Friends of the Port St Lucie Botanical Gardens

Caribbean Agave

Agave angustifolia

  • Common Name: Caribbean Agave (other common names: Agave, Century Plant, Mescal Agave, and Narrowleaf Agave ‘Marginata’).
  • Scientific Name: Agave angustifolia
  • Family Name: Agavaceae
  • Origin: Mexico and Central America
  • Height: 3’ – 4’
  • Width: 3’ – 4’
  • Growth: slow growing   
  • Zone: 10 - 11
  • Light Needs: Likes Full sun but can take some shade.
  • Salt Tolerance:  Moderate.
  • Soil/PH/Texture: Can grow in a variety of soils, clay, loam, or sand, mildly acidic – mildly alkaline (pH 6.1 – 7.8).
  • Soil Moisture: Once established – little or no irrigation is needed for this plant.
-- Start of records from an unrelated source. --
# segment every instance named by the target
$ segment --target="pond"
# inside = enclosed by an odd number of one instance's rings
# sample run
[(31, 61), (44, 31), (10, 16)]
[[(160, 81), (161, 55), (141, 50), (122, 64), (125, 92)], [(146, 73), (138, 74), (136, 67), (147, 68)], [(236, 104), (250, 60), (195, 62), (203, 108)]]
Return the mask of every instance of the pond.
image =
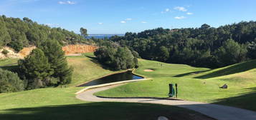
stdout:
[(115, 74), (112, 75), (109, 75), (103, 78), (100, 78), (84, 84), (80, 85), (79, 86), (94, 86), (111, 82), (121, 81), (125, 80), (135, 80), (135, 79), (143, 79), (141, 76), (136, 76), (132, 73), (131, 71), (128, 71), (125, 72), (122, 72), (119, 74)]

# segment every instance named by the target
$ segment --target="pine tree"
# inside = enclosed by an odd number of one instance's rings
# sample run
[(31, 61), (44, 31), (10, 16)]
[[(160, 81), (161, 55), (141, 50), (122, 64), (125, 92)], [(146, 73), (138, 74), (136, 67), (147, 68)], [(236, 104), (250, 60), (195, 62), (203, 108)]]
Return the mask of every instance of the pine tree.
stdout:
[(29, 80), (29, 89), (50, 85), (49, 77), (53, 74), (53, 70), (40, 49), (34, 49), (24, 60), (19, 60), (19, 66), (26, 79)]
[(24, 90), (23, 81), (17, 74), (0, 69), (0, 93)]
[(0, 16), (0, 48), (6, 46), (10, 41), (11, 36), (7, 31), (3, 18)]
[(59, 42), (55, 40), (47, 41), (39, 48), (44, 51), (49, 60), (51, 69), (54, 70), (52, 76), (59, 79), (57, 84), (70, 84), (72, 80), (72, 68), (68, 66)]

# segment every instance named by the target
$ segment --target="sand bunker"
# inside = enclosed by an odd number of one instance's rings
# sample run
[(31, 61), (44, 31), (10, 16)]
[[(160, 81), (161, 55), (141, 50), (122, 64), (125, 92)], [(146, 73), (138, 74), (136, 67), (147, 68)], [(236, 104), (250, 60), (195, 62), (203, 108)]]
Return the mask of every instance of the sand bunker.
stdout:
[(144, 69), (144, 71), (151, 72), (151, 71), (153, 71), (153, 69)]

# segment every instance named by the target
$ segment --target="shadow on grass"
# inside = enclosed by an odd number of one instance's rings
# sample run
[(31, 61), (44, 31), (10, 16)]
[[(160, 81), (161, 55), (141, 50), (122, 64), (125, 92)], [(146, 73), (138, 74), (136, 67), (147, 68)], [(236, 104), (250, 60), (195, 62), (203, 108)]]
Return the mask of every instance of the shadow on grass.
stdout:
[[(209, 74), (207, 74), (204, 75), (202, 75), (199, 76), (194, 77), (195, 79), (209, 79), (209, 78), (213, 78), (213, 77), (217, 77), (217, 76), (225, 76), (225, 75), (229, 75), (229, 74), (237, 74), (237, 73), (240, 73), (243, 71), (246, 71), (252, 69), (256, 68), (256, 60), (252, 60), (249, 61), (246, 61), (244, 63), (241, 64), (234, 64), (233, 66), (227, 66), (227, 68), (224, 68), (223, 69), (216, 71)], [(175, 76), (174, 77), (181, 77), (181, 76), (189, 76), (189, 75), (192, 75), (192, 74), (200, 74), (202, 72), (207, 72), (211, 70), (207, 70), (207, 71), (195, 71), (195, 72), (189, 72), (189, 73), (186, 73), (183, 74), (179, 74)]]
[(249, 92), (237, 96), (218, 99), (214, 104), (232, 106), (256, 111), (256, 87), (244, 89), (244, 90)]
[(98, 102), (82, 104), (21, 108), (4, 110), (4, 120), (156, 120), (164, 116), (172, 120), (194, 120), (194, 116), (208, 119), (193, 111), (171, 106), (136, 103)]
[(103, 65), (102, 64), (100, 64), (98, 59), (97, 57), (93, 56), (90, 56), (90, 55), (85, 55), (86, 57), (90, 58), (90, 60), (93, 62), (94, 64), (99, 65), (100, 66), (101, 66), (102, 68), (103, 68), (104, 69), (107, 69), (107, 70), (110, 70), (110, 71), (117, 71), (117, 70), (112, 69), (108, 66)]
[(186, 73), (186, 74), (178, 74), (178, 75), (174, 76), (174, 77), (182, 77), (182, 76), (189, 76), (189, 75), (197, 74), (200, 74), (200, 73), (203, 73), (203, 72), (206, 72), (206, 71), (211, 71), (211, 70), (189, 72), (189, 73)]
[(4, 69), (4, 70), (9, 70), (13, 72), (16, 72), (17, 70), (19, 69), (19, 66), (17, 65), (8, 65), (8, 66), (0, 66), (0, 69)]
[(249, 61), (247, 62), (234, 64), (233, 66), (227, 67), (219, 71), (214, 71), (212, 73), (195, 77), (196, 79), (209, 79), (236, 73), (240, 73), (256, 68), (256, 60)]

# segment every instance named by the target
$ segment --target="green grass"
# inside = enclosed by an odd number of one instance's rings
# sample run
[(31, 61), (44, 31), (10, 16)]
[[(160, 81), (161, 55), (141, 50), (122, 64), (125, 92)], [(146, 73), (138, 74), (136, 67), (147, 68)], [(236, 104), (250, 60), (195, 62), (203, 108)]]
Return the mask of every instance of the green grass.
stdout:
[[(168, 84), (177, 83), (179, 99), (256, 111), (255, 63), (256, 61), (250, 61), (209, 70), (171, 64), (158, 66), (156, 61), (141, 60), (140, 67), (136, 73), (153, 78), (153, 80), (131, 83), (95, 94), (118, 97), (167, 97)], [(155, 71), (143, 71), (147, 69)], [(219, 86), (224, 84), (228, 85), (228, 89), (220, 89)]]
[(69, 64), (74, 67), (72, 81), (70, 86), (74, 86), (92, 79), (102, 77), (107, 74), (111, 74), (122, 71), (113, 71), (103, 69), (97, 63), (92, 53), (85, 54), (81, 56), (68, 56)]
[[(103, 69), (93, 60), (92, 54), (87, 54), (85, 56), (67, 57), (70, 65), (75, 70), (73, 81), (69, 87), (0, 94), (0, 119), (153, 120), (159, 116), (181, 120), (192, 120), (195, 116), (202, 119), (207, 118), (193, 111), (176, 106), (136, 103), (92, 103), (76, 99), (75, 93), (84, 87), (74, 86), (92, 79), (118, 72)], [(3, 66), (15, 66), (15, 63), (16, 59), (0, 61), (0, 64)]]
[[(206, 68), (196, 68), (184, 64), (166, 64), (144, 59), (139, 59), (138, 64), (139, 67), (136, 70), (136, 73), (150, 78), (171, 77), (188, 72), (209, 70)], [(145, 72), (145, 69), (152, 69), (154, 70), (154, 71)]]

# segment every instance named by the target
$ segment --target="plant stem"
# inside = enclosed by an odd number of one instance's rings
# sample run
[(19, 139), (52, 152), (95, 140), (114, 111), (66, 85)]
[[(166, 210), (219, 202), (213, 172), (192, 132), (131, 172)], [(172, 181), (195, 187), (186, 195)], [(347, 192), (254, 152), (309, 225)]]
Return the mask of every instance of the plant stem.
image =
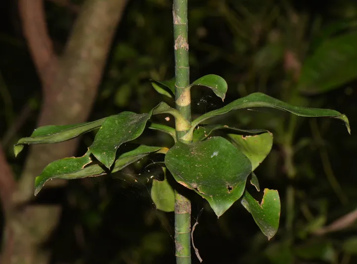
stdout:
[[(191, 95), (187, 27), (187, 0), (174, 0), (174, 38), (175, 54), (175, 98), (176, 109), (189, 121), (183, 123), (176, 119), (178, 140), (189, 143), (191, 138), (181, 138), (191, 125)], [(177, 264), (191, 264), (191, 203), (178, 192), (175, 192), (175, 246)]]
  • Drought Tolerance: High
  • Pests/Diseases: No serious pests are normally seen on this plant.
  • Growing Conditions: Very low maintenance and easy to grow, can even thrive with a little neglect.
  • Characteristics: The sword shaped leaves of this evergreen’s rosette are arranged alternately, are simple, spiny, and can get up to 3’ in length and 2” wide. The tip of its toothed leaves is often removed to protect people and pets, and it is recommended to plant at least 6’ away from sidewalks. The Variegated Caribbean Agave has green leaves with marginal bands of bright white. Around 10 years (though not a century), a once in its lifetime flower spike is produced, a panicle with tubular pale yellow to white blooms. It produces an oval fruit that is 1” -3” and brown. This plant is monocarpic which means it dies after it blooms.
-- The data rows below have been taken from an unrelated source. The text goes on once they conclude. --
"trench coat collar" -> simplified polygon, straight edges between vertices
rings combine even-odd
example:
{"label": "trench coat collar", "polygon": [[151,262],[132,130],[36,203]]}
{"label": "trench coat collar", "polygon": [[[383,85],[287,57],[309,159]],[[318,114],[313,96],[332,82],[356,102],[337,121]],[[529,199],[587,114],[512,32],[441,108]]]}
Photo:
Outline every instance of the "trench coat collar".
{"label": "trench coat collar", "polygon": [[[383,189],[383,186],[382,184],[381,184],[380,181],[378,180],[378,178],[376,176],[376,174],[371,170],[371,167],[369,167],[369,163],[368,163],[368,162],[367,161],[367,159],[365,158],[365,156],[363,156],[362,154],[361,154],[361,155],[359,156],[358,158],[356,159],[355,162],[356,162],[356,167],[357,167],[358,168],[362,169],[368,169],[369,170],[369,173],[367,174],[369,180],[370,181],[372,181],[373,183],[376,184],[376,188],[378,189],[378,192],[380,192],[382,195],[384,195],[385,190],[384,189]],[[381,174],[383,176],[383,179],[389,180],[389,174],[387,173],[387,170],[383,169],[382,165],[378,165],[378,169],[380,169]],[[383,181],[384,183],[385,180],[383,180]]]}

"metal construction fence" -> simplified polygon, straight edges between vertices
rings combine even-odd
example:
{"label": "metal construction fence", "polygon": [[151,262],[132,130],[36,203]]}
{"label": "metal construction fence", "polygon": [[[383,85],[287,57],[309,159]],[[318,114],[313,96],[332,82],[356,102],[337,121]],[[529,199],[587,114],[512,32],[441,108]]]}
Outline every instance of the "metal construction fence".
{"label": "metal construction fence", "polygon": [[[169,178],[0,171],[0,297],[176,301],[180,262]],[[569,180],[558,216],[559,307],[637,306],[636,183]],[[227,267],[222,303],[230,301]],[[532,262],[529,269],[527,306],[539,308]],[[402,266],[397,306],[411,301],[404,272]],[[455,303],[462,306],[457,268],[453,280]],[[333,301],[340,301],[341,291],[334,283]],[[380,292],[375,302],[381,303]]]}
  • Propagation: Detach the well-rooted suckers that are produced at the base of the plant and dividing rhizomes, tubers, corms or bulbs (including offsets). If planting from seed germinate in vitro in gelatin, agar or other medium. Let the seeds dry on the plant and then crack open the pods for seeds.
  • Wildlife: Attractive to bees, birds and butterflies when it blooms.
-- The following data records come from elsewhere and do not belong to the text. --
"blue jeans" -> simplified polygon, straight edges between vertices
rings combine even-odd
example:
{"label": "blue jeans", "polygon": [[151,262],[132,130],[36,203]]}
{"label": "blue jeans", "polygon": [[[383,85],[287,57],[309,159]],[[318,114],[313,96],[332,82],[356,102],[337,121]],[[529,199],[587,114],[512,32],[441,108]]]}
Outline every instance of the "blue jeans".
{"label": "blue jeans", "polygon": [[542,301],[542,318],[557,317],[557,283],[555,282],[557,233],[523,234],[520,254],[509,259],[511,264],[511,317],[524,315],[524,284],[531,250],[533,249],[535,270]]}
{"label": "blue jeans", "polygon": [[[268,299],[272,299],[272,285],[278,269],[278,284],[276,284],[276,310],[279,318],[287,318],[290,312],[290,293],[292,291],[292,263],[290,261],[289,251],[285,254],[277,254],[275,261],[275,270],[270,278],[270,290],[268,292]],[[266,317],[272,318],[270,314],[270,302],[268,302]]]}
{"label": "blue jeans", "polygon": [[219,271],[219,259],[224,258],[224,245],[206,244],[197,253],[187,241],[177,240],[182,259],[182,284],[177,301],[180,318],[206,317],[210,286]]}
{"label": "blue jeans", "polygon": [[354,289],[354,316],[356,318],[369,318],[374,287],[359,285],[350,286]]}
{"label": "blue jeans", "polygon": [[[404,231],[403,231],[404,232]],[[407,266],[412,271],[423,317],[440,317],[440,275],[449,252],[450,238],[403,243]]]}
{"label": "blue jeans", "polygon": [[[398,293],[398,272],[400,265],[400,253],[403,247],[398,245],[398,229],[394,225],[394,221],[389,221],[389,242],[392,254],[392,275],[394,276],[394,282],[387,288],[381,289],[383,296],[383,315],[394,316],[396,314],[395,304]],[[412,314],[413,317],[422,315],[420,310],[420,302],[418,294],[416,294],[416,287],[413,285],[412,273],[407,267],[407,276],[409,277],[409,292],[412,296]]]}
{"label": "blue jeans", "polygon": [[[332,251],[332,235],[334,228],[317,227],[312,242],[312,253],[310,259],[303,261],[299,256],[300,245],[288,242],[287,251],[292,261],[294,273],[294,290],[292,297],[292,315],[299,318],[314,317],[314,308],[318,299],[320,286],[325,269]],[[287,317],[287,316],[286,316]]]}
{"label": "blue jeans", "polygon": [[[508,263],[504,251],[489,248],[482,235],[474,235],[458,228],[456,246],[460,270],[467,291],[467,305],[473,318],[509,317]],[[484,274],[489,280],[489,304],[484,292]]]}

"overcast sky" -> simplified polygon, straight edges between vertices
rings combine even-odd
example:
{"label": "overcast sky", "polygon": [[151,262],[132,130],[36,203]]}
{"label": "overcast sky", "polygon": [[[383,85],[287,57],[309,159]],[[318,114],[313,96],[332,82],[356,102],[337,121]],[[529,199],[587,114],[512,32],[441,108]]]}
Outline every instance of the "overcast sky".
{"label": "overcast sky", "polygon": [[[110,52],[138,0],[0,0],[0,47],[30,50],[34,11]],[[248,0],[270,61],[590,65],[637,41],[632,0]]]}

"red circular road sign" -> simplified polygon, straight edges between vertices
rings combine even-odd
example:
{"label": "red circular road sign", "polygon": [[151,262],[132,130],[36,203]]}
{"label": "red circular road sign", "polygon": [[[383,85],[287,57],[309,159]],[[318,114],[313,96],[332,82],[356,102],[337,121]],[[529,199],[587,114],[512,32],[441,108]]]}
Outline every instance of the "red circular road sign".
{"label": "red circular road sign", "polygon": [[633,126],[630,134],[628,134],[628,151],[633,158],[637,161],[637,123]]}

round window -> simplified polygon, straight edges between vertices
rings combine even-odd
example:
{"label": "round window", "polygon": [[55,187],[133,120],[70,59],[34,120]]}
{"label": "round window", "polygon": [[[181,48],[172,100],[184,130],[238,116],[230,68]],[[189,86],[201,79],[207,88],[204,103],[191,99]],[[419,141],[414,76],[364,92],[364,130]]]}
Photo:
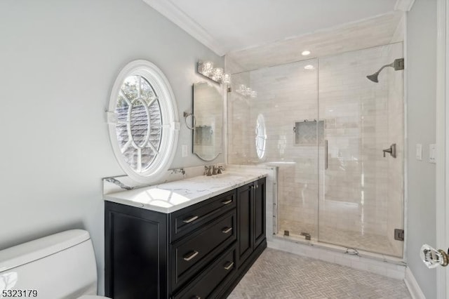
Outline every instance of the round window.
{"label": "round window", "polygon": [[263,115],[259,114],[255,124],[255,151],[259,159],[265,155],[266,140],[265,120]]}
{"label": "round window", "polygon": [[130,62],[115,81],[109,112],[109,138],[121,168],[137,181],[156,180],[177,142],[177,109],[167,78],[148,61]]}

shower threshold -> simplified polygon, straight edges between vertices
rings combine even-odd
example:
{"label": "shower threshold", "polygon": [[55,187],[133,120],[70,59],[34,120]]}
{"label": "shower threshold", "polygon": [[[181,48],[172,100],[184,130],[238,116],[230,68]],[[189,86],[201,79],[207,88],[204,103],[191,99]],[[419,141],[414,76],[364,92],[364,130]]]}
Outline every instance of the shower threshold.
{"label": "shower threshold", "polygon": [[[283,241],[288,242],[286,244],[286,249],[279,248],[282,247],[281,242]],[[292,246],[292,244],[297,244],[297,248]],[[348,265],[349,267],[351,265],[348,264],[351,264],[351,263],[348,263],[348,260],[352,260],[352,263],[354,263],[354,260],[365,259],[368,260],[368,263],[370,260],[372,261],[392,264],[392,266],[399,265],[403,267],[407,265],[403,258],[326,243],[318,241],[316,238],[311,238],[311,240],[306,240],[306,236],[293,234],[291,233],[289,236],[281,234],[274,234],[272,245],[272,248],[276,248],[284,251],[289,251],[301,255],[310,256],[311,258],[319,260],[323,260],[333,263]],[[269,244],[269,247],[270,247],[270,244]],[[342,261],[343,263],[340,263]],[[357,268],[357,267],[353,267]]]}

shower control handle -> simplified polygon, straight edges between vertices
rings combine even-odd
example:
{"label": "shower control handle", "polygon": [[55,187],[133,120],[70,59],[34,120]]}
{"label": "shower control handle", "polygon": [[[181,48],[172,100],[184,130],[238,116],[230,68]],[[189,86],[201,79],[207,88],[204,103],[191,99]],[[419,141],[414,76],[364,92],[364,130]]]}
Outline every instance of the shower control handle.
{"label": "shower control handle", "polygon": [[384,152],[384,158],[385,157],[385,153],[389,153],[393,158],[396,158],[396,143],[393,143],[390,147],[386,150],[382,150]]}

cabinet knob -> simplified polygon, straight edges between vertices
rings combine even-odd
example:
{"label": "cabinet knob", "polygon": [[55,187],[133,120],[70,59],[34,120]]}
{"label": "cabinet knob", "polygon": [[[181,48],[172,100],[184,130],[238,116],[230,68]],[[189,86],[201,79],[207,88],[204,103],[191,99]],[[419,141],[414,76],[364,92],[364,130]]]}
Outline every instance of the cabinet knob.
{"label": "cabinet knob", "polygon": [[224,234],[227,234],[232,230],[232,227],[224,227],[223,230],[222,230],[222,232]]}
{"label": "cabinet knob", "polygon": [[194,221],[198,218],[199,218],[198,216],[192,216],[189,218],[187,218],[187,219],[183,220],[182,222],[184,223],[190,223],[191,222]]}
{"label": "cabinet knob", "polygon": [[227,270],[229,270],[232,267],[232,266],[234,266],[234,262],[229,262],[227,265],[224,266],[224,269],[226,269]]}
{"label": "cabinet knob", "polygon": [[229,204],[232,202],[232,199],[228,199],[228,200],[224,200],[223,201],[222,201],[222,204]]}
{"label": "cabinet knob", "polygon": [[199,253],[198,251],[193,251],[190,253],[184,256],[184,260],[187,260],[188,262],[189,260],[192,260],[192,258],[198,255],[198,253]]}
  • Facts:  This plant just like most any agaves, is used to make an alcoholic beverage called “Mezcal”, which is considered the national spirit of Mexico. But be aware when handling, the sap can cause skin irritations.
  • Designer Considerations: Use as a border, accent, specimen, but because of its size usually only one plant is needed in a residential landscape, unless you have a large landscape, then mass plantings can make a dramatic effect. Looks great in rock gardens and is suitable for xeriscaping.